Where did masks come on the Putin scale?

Andrew Macdonald Powney
2 min readFeb 22, 2022

Arguing about rules is one of the best reasons to give up teaching. Who cares? If your tie is an inch too long, or your bracelets one too many, I do not give a jot (I’m afraid).

No self-respecting university graduate should, surely, spend time on such tiny, tiny, tiny and vanishingly insignificant tawdry things.

And yet, you are employed to do a job, when a teacher, so about with your rule book you go; and young people often want to take a stand, so in all charity, you really should make the effort to notice.

The entire United Kingdom, in all its nations, has become as Lilliputian as a school, in this respect: people have struck a blow for freedom by refusing to wear masks.

In this case, their brave libertarian stance increases risks to others and, as courageous champions of freedom of choice, they should never have felt compelled to do this. They always were free to wear their masks. They still are!

Freely choosing to do the decent, neighbourly thing, even when required by law, is not acquiescence in a Stalinist realm — in fact not a few of the champions for liberty have expressed understanding for Putin — but as Putin fakes the legal formalities of reasons to annex Ukraine, I am glad these have been our struggles.

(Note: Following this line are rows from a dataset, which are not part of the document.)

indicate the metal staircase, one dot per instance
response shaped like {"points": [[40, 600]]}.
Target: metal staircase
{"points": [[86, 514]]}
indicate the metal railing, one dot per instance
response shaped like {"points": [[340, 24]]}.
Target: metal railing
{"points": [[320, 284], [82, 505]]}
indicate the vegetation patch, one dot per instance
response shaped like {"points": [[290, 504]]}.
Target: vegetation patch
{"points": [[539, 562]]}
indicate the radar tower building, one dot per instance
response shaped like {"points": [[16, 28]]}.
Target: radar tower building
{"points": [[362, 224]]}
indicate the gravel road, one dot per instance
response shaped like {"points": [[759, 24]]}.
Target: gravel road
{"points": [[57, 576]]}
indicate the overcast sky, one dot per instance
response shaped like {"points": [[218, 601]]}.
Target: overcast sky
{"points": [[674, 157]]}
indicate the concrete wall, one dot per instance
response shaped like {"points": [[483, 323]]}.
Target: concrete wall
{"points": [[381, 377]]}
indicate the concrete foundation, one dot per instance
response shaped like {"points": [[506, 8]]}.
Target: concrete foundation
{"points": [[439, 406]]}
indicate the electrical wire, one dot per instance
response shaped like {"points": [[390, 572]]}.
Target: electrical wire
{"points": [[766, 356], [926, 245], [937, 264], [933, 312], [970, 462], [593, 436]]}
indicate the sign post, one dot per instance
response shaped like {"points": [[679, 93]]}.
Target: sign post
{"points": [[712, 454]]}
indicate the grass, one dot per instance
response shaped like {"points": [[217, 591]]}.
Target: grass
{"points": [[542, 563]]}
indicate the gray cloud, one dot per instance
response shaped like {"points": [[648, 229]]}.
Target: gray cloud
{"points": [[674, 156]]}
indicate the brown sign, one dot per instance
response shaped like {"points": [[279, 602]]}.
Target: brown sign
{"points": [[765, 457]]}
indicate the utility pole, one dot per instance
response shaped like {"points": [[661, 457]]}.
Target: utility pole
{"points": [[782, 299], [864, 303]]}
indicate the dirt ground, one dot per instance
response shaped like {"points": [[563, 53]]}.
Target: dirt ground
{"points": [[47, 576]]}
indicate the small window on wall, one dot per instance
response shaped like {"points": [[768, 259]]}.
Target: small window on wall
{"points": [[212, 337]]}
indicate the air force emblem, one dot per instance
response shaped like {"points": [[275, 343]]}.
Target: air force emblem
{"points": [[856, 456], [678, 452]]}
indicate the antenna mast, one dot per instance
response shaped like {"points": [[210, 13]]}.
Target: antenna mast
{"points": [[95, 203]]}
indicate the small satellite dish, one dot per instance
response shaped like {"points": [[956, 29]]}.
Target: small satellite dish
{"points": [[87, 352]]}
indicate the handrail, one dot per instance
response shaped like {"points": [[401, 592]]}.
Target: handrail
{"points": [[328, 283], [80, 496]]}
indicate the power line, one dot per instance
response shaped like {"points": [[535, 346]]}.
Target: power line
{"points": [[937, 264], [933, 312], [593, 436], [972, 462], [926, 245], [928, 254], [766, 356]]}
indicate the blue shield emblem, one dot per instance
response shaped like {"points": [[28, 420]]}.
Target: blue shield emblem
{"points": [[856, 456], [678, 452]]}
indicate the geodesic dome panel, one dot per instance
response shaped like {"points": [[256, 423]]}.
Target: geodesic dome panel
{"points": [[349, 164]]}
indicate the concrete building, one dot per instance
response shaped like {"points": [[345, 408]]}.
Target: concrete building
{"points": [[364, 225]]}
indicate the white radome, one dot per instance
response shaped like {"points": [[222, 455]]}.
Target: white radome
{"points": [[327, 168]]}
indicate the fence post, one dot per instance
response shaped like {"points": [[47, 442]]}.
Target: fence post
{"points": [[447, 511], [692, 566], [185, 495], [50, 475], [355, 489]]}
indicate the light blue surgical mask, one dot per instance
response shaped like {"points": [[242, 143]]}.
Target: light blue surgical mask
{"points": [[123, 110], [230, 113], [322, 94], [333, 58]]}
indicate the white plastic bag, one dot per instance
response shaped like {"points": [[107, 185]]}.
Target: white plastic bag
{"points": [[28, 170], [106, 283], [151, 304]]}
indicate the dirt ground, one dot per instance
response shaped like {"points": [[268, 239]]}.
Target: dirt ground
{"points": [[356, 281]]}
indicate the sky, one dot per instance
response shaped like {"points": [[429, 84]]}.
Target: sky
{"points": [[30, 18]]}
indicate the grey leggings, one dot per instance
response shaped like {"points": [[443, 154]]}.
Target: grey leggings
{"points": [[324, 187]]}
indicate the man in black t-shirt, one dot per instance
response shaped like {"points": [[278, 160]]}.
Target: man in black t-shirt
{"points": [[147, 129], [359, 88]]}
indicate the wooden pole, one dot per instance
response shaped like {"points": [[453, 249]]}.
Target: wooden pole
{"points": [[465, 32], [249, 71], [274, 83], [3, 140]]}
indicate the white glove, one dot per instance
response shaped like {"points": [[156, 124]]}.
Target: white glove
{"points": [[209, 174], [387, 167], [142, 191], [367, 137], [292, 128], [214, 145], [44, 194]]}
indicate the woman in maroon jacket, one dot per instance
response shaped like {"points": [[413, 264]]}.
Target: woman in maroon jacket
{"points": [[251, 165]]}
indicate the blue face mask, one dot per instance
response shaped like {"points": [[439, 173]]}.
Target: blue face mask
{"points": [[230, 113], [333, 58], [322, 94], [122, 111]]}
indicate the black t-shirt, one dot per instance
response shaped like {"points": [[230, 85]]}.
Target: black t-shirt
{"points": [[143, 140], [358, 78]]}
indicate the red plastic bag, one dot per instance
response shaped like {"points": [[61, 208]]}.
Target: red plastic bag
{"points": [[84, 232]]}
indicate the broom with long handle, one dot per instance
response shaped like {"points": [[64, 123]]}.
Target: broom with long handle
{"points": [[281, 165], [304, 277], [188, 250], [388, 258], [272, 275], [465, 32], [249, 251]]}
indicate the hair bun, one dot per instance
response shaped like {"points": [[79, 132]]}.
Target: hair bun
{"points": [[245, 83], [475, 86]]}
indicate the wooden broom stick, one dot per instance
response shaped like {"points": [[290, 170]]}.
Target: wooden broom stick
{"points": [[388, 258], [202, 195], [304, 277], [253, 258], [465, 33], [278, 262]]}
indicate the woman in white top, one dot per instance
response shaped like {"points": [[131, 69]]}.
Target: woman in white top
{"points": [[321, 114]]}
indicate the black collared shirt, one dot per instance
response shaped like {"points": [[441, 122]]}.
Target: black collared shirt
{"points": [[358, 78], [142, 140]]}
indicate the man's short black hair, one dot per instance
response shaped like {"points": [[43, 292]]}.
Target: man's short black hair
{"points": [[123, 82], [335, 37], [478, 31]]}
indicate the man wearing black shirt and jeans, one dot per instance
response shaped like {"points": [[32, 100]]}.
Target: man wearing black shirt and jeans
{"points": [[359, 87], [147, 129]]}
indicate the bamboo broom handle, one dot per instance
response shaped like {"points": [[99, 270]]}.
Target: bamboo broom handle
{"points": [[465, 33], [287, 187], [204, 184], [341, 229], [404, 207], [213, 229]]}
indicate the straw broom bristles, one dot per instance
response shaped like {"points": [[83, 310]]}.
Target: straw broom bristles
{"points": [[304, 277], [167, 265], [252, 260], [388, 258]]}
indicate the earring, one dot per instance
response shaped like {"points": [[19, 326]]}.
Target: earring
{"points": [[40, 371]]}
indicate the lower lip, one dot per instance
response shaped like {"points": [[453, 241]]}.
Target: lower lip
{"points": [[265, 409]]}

The problem was using the law, of course. If your freedom to publish an offensive thing is under threat, the only way to keep your freedom is to publish it. The art of politics is really about finding ways to avoid creating crunch points or binary choices of that kind.

There has not been much art in politics of late. It has contributed to, and has not diluted, the rising tide of unthinking ‘individualists’ who regard every interaction as an opportunity to make a point, and contrarians who cannot think the contrary.

As soon as the pandemic struck, no coughing could be heard; no spitting could be seen. Terrified to be thought carriers of a plague, people behaved as though they were well behaved. Now that the legal restrictions are coming to an end in the UK, we can probably return to the status quo ante, in which expectations of unselfish good manners are tantamount to an abuse of human rights.